La concurrence internationale aggrave encore ces tensions. L’Italie, où les taurillons se négocient à 8,58 €/kg(contre 8,10 € en France), et l’Espagne, qui bénéficie de coûts de production réduits, exercent une pression constante sur les marchés. Sans compter les pays d’Europe de l’Est, comme la Pologne ou la Tchéquie, qui rivalisent avec des prix encore plus bas.
Des stratégies pour inverser la tendance
Face à ces défis, les acteurs de la filière ne restent pas inactifs. Plusieurs pistes sont explorées pour redynamiser l’engraissement et sécuriser les débouchés :
- Contrats innovants pour encourager la production de génisses lourdes (360 kg en moins de 30 mois), avec des prix garantis pour limiter les risques.
- Financements à taux zéro proposés par le Crédit Agricole pour l’accroissement du cheptel.
- Diversification des clients pour limiter les risques d’impayés, avec une moyenne de quatre à cinq clients par camion.
- Export vers l’Espagne et l’Italie, malgré les contraintes sanitaires.
- Accompagnement des jeunes éleveurs : prêts à taux zéro pour la reprise de cheptel, quasi-fonds propres(capitaux non remboursables pendant 10 à 15 ans), et aides techniques (échographies, analyses d’eau, coprologies).
- Projets structurants comme Herbalie, pour relocaliser l’engraissement en Nouvelle-Aquitaine et développer des modèles résilients et durables.
La collaboration entre coopératives, banques et institutions locales est essentielle pour préserver les abattoirs régionaux, dont la viabilité est menacée par la baisse des tonnages.
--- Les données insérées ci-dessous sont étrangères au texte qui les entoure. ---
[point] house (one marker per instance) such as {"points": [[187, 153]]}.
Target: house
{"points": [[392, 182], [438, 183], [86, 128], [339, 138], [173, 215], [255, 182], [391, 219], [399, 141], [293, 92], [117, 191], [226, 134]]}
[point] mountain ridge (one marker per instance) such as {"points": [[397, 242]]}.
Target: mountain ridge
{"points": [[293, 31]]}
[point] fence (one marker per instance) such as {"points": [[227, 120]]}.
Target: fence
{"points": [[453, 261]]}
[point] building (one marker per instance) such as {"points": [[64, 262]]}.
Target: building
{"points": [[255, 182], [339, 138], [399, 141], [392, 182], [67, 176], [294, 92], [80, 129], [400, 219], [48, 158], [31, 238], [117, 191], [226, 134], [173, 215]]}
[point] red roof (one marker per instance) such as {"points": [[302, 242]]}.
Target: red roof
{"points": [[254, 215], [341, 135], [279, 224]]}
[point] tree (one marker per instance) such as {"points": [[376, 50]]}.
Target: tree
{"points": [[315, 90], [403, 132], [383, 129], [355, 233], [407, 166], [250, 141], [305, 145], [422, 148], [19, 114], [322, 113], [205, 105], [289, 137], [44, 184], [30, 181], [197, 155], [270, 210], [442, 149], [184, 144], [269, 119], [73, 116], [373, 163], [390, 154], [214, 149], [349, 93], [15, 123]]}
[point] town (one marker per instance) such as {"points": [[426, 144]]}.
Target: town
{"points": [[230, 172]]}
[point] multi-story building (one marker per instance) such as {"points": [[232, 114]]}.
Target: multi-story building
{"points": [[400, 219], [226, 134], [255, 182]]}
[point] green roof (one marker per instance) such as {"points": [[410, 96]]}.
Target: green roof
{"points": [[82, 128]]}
Des enjeux qui dépassent l’économie
Au-delà des défis économiques, la filière bovine doit aussi répondre à des attentes sociétales croissantes. La demande en viande transformée (53 % de la viande bovine consommée sous forme de steak haché) et les préoccupations environnementales poussent les acteurs à innover. L’attractivité du métier, notamment pour les jeunes et les femmes, passe par l’introduction de nouvelles technologies (robotique, pâturage tournant) et une meilleure prise en compte de la pénibilité du travail.
Si la décapitalisation pourrait contribuer à réduire les émissions de gaz à effet de serre, elle s’accompagne aussi d’une perte de production qui n’est pas sans conséquence pour l’équilibre de la filière.
Un appel à la mobilisation collective
Pour les éleveurs, il s’agit de profiter des aides disponibles et de sécuriser leurs débouchés. Les consommateurssont invités à soutenir les circuits courts et les labels locaux. Quant aux institutions, leur rôle est crucial pour simplifier les normes et soutenir des projets comme Herbalie, qui pourraient redonner un souffle à la filière.
Alors que la filière bovine de Nouvelle-Aquitaine se trouve à un tournant, une chose est sûre : c’est ensemble, en mobilisant tous les acteurs, qu’elle pourra relever les défis qui l’attendent et garantir un avenir durable à l’élevage régional.